Praworządność to nic innego jak przestrzeganie prawa. Teoria wyróżnia praworządność formalną i materialną. Pierwsza odnosi się do działania organów państwa na podstawie i zgodnie z przepisami prawa. Druga obejmuje ocenę działania tych organów pod kątem ich zgodności z zasadami ustroju państwa i przyjętymi wartościami.
Stan praworządności istnieje wówczas, gdy organy państwa naprawdę działają na podstawie i w granicach obowiązujących przepisów prawa.
Z przykrością muszę stwierdzić, że wciąż pojawiają się przedstawiciele organów publicznych, którzy uważają, że nie muszą przestrzegać prawa. Z wielkim trudem przychodzi im stosowanie się do obowiązujących norm. Marzy im się monarchia absolutna. Oczywiście, z nimi w roli bezwzględnie panujących.

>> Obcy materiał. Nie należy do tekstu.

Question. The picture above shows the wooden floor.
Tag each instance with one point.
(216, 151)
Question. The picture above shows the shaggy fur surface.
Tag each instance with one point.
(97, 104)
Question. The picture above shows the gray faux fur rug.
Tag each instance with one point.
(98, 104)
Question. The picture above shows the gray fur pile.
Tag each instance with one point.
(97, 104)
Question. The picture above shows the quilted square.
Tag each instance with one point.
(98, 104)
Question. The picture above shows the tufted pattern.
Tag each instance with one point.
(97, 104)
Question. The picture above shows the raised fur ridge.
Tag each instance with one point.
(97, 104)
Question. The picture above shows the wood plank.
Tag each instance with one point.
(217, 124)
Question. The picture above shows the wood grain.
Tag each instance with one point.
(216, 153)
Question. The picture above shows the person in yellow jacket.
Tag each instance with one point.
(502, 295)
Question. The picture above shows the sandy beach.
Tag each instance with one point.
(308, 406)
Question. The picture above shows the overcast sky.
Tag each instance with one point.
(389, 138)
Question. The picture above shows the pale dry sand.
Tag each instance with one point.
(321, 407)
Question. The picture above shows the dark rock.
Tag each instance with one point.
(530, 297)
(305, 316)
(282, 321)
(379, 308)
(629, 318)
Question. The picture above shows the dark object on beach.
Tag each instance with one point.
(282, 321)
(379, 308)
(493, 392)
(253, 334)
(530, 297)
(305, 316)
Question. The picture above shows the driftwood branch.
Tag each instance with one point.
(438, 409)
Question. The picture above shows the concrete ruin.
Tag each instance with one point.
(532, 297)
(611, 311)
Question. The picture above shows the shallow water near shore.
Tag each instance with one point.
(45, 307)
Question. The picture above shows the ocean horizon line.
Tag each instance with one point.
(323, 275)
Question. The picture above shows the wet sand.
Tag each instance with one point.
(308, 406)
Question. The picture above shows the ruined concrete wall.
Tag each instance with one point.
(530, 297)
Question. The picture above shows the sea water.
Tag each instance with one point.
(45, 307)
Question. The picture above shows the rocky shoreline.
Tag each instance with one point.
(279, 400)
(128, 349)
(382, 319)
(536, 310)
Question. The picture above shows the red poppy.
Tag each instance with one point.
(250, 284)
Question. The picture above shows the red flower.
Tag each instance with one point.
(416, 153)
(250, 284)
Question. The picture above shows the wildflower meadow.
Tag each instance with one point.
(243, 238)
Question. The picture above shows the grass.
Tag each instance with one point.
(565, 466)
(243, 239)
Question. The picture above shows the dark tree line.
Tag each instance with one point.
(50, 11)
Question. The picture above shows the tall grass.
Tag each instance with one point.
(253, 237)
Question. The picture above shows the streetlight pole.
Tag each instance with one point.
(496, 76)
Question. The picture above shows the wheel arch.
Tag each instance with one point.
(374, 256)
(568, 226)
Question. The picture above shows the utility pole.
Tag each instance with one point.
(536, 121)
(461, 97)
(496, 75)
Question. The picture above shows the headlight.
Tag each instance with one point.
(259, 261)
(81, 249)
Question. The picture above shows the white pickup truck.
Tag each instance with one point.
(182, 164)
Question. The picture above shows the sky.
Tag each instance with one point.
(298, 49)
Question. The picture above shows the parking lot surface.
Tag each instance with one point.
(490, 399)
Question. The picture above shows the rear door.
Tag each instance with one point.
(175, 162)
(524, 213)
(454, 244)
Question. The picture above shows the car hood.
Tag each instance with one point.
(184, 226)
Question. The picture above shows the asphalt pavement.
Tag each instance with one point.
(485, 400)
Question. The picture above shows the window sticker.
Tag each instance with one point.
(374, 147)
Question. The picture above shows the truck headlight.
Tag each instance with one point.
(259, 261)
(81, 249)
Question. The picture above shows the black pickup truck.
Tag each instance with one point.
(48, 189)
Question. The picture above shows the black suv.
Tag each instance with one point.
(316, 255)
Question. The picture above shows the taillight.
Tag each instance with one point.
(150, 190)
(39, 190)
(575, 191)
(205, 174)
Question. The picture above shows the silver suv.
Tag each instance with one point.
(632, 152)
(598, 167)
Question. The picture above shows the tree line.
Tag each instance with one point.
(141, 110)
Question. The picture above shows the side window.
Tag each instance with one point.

„Przed nikim nie odpowiadam”, chcieliby rzec, lecz nie mogą. Odpowiadają przed obywatelami, których prawo wyposażyło w instrumenty, chroniące przed samowolą organów publicznych. Są organy kontrolujące stosowanie prawa w sferze publicznej. Są organy powołane do walki z bezprawiem. Nie można ulec przeświadczeniu, że niepraworządni są bezkarni. Nie są. Z pewnością chcieliby być – ale nie, to nie ten ustrój. Żyjemy w demokratycznym państwie prawnym. Zaklinanie rzeczywistości nic nie da.